Os presento a Scully, la gata de mi hijo (scali para los amigos...).

No siempre he tenido perros, lo que me ha permitido descubrir el maravilloso mundo de los gatos.

Sólo el que los ha tendio conoce de su mala fama, de las supersticiones y el desconocimiento general que hay sobre ellos.

Ella fue una de mis cuatro gatos. Y pese a ser yo quien la cuidaba, era de mi hijo. Para él la elegí entre los cachorros de su camada y a él dedicaba todas sus caricias y ronrroneos.

Cuando se marchó de casa para estudiar en la "ciudad", ella se quedó con nosotros.
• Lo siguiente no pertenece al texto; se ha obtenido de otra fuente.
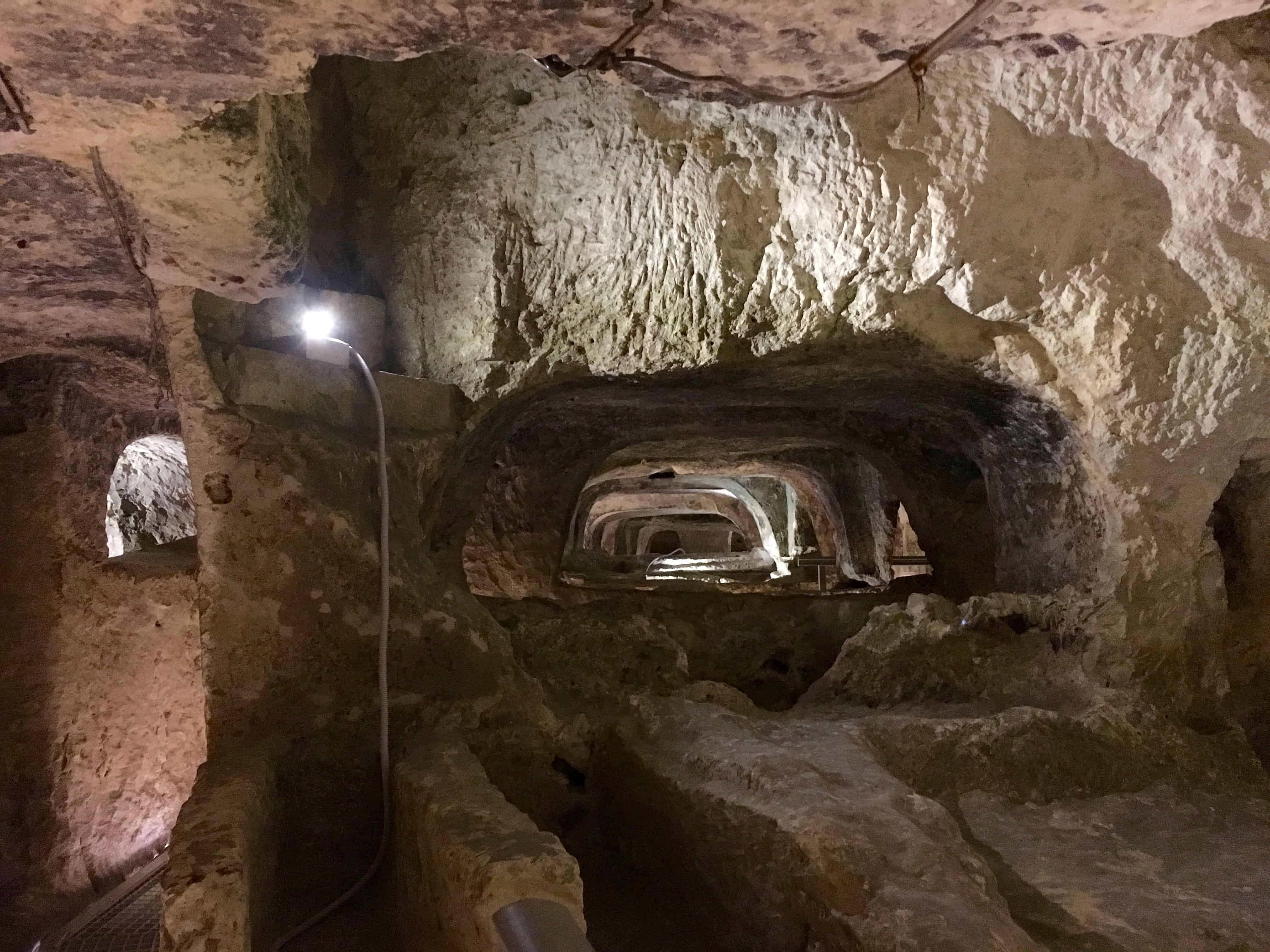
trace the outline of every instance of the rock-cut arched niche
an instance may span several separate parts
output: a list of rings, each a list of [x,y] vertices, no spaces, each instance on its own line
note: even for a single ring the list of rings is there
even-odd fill
[[[110,556],[194,534],[194,494],[180,437],[155,434],[124,447],[105,496]]]

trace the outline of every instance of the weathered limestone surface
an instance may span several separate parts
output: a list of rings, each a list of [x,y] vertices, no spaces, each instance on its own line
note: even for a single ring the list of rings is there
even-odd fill
[[[1143,33],[1185,36],[1255,9],[1253,0],[1003,4],[964,46],[1007,61],[1045,60]],[[0,154],[52,160],[38,173],[47,188],[61,178],[61,164],[89,174],[86,150],[98,149],[107,174],[131,197],[137,227],[127,244],[150,277],[258,300],[293,277],[310,199],[321,206],[329,190],[305,168],[304,99],[286,95],[304,90],[316,56],[394,60],[467,44],[580,62],[616,39],[634,11],[502,0],[461,11],[403,3],[371,9],[357,0],[302,10],[250,0],[20,4],[9,10],[0,63],[34,135],[0,113]],[[779,11],[757,0],[711,0],[674,8],[639,47],[775,89],[841,86],[893,70],[960,13],[880,0],[850,10],[813,0]],[[625,75],[653,89],[678,85],[646,70]],[[573,77],[563,85],[582,84]],[[903,80],[895,89],[912,96]],[[93,223],[109,225],[102,216]],[[38,231],[36,239],[39,254],[55,251],[56,239]]]
[[[1123,637],[1124,613],[1115,602],[1071,589],[972,598],[961,607],[914,594],[875,608],[799,704],[986,698],[997,706],[1080,706],[1099,696],[1101,652]]]
[[[418,740],[395,790],[403,948],[502,952],[491,916],[522,899],[559,902],[585,930],[578,861],[507,801],[461,740]]]
[[[579,710],[688,680],[730,684],[784,710],[824,674],[869,609],[890,598],[602,594],[575,605],[486,603],[526,670]]]
[[[241,749],[198,769],[163,875],[164,952],[264,948],[279,823],[272,762]]]
[[[236,405],[309,416],[342,429],[373,429],[375,407],[356,368],[254,347],[234,348],[224,357],[213,347],[208,362],[225,382],[225,397]],[[375,374],[375,386],[387,429],[453,433],[458,428],[461,397],[456,387],[381,372]]]
[[[1016,383],[1071,420],[1096,487],[1059,467],[1055,512],[1006,524],[1036,501],[989,480],[998,548],[1095,569],[1128,611],[1113,650],[1219,694],[1220,665],[1185,660],[1220,630],[1206,520],[1270,419],[1250,37],[950,60],[921,121],[906,89],[734,110],[466,52],[349,62],[363,218],[392,221],[363,258],[400,359],[472,397],[885,333]],[[1012,439],[978,462],[1005,470]],[[1073,556],[1100,496],[1102,550]]]
[[[937,595],[883,605],[799,699],[841,721],[919,793],[1019,801],[1185,788],[1270,796],[1240,727],[1187,724],[1109,689],[1099,655],[1119,613],[1074,595]]]
[[[1011,914],[1053,952],[1270,948],[1264,800],[1153,787],[1048,805],[959,801]]]
[[[605,831],[726,948],[1040,948],[947,811],[836,725],[648,699],[594,778]]]
[[[118,385],[118,386],[117,386]],[[193,562],[107,555],[107,491],[137,437],[170,433],[124,368],[0,371],[0,948],[154,856],[204,755]],[[151,566],[152,569],[154,566]]]
[[[133,440],[119,454],[105,498],[105,542],[112,556],[189,538],[194,498],[180,437]]]

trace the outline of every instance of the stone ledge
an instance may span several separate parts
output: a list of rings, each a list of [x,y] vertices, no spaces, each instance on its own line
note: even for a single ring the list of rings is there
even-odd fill
[[[274,802],[273,768],[263,753],[198,768],[163,877],[164,952],[264,948],[277,863]]]
[[[461,740],[427,739],[395,774],[403,948],[503,952],[493,915],[522,899],[559,902],[585,929],[578,862],[507,801]]]
[[[371,421],[371,397],[361,373],[253,347],[235,347],[227,357],[208,354],[212,373],[225,399],[240,406],[257,406],[324,423],[342,429],[366,429]],[[396,373],[375,373],[384,400],[389,430],[453,433],[461,421],[457,387]]]

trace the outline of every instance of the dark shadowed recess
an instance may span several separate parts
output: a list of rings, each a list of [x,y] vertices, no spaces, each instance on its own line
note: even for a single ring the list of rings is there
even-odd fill
[[[884,341],[504,401],[467,434],[424,508],[439,567],[461,572],[466,546],[469,565],[493,566],[486,589],[503,589],[484,594],[559,597],[588,479],[624,447],[672,440],[686,457],[730,440],[739,459],[784,443],[831,485],[834,459],[859,456],[908,512],[954,598],[1081,585],[1101,556],[1102,504],[1055,410]]]

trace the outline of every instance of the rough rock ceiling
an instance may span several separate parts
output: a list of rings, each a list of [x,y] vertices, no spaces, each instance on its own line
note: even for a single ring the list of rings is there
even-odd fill
[[[136,265],[156,281],[244,298],[272,293],[293,273],[304,220],[291,222],[300,226],[295,234],[274,232],[279,204],[298,198],[288,193],[295,171],[284,168],[288,152],[292,161],[307,160],[302,104],[263,98],[244,118],[224,105],[227,100],[300,91],[316,57],[330,53],[405,58],[469,44],[579,62],[612,42],[641,6],[9,3],[0,70],[32,135],[0,109],[0,359],[74,347],[76,336],[140,341],[147,297]],[[1257,0],[1005,3],[961,46],[1050,57],[1149,32],[1187,34],[1257,6]],[[894,69],[966,9],[913,0],[672,3],[638,50],[782,91],[839,86]],[[629,76],[667,89],[646,70]],[[91,147],[145,222],[145,234],[127,249],[100,197]]]

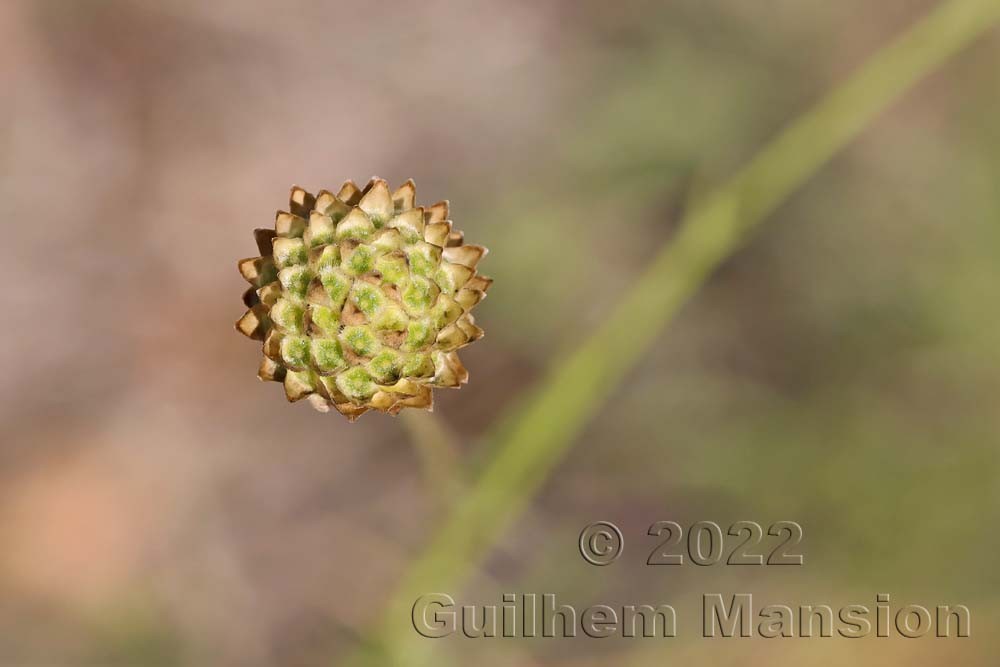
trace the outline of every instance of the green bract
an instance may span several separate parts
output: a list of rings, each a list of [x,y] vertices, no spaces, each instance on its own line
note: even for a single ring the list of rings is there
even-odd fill
[[[415,195],[413,181],[390,192],[380,178],[336,194],[294,187],[274,230],[254,232],[236,328],[263,341],[258,376],[288,400],[354,421],[429,410],[434,387],[468,380],[457,350],[483,336],[471,311],[492,282],[476,273],[486,248],[465,245],[448,202],[422,208]]]

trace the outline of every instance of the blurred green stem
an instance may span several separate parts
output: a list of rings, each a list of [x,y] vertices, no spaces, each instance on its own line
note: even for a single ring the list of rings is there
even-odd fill
[[[950,0],[933,9],[835,88],[708,195],[681,223],[604,323],[556,364],[507,422],[494,456],[417,556],[375,628],[362,664],[421,664],[434,642],[410,622],[414,600],[457,594],[498,536],[656,336],[767,215],[920,78],[1000,19],[1000,0]],[[608,349],[618,350],[607,355]],[[366,658],[374,662],[366,663]]]

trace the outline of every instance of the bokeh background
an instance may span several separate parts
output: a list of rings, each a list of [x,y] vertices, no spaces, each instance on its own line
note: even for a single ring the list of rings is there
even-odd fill
[[[0,4],[0,664],[337,664],[442,476],[687,203],[933,4]],[[437,664],[996,664],[998,68],[994,31],[784,205],[452,591],[670,602],[680,636],[453,638]],[[233,330],[289,186],[372,174],[492,250],[472,383],[434,421],[288,405]],[[576,553],[597,519],[612,567]],[[795,520],[806,564],[649,568],[659,519]],[[712,592],[963,603],[973,636],[709,641]]]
Pero nunca llegó a aceptarnos. Sólo cuando él regresaba salía de sus rincones favoritos. Y se dejaba hacer perrerias... ¡Qué gracioso, lo de perrerias a un gato...!

Normalmente andaba a su aire, entraba y salía de la casa, hacía su vida, pero apenas se dejaba tocar. Se asustaba de las visitas y, de vez en cuando, atacaba mis tobillos. No era arisca, pero tampoco cariñosa.

Salvo cuando su "amo" estaba en casa. Entonces todo era una fiesta para ella. Jugaban horas juntos. Dormían juntos, se dejaba hacer...

Tuvo una primera camada y luego la operé. No tengo corazón para matar cachorros... 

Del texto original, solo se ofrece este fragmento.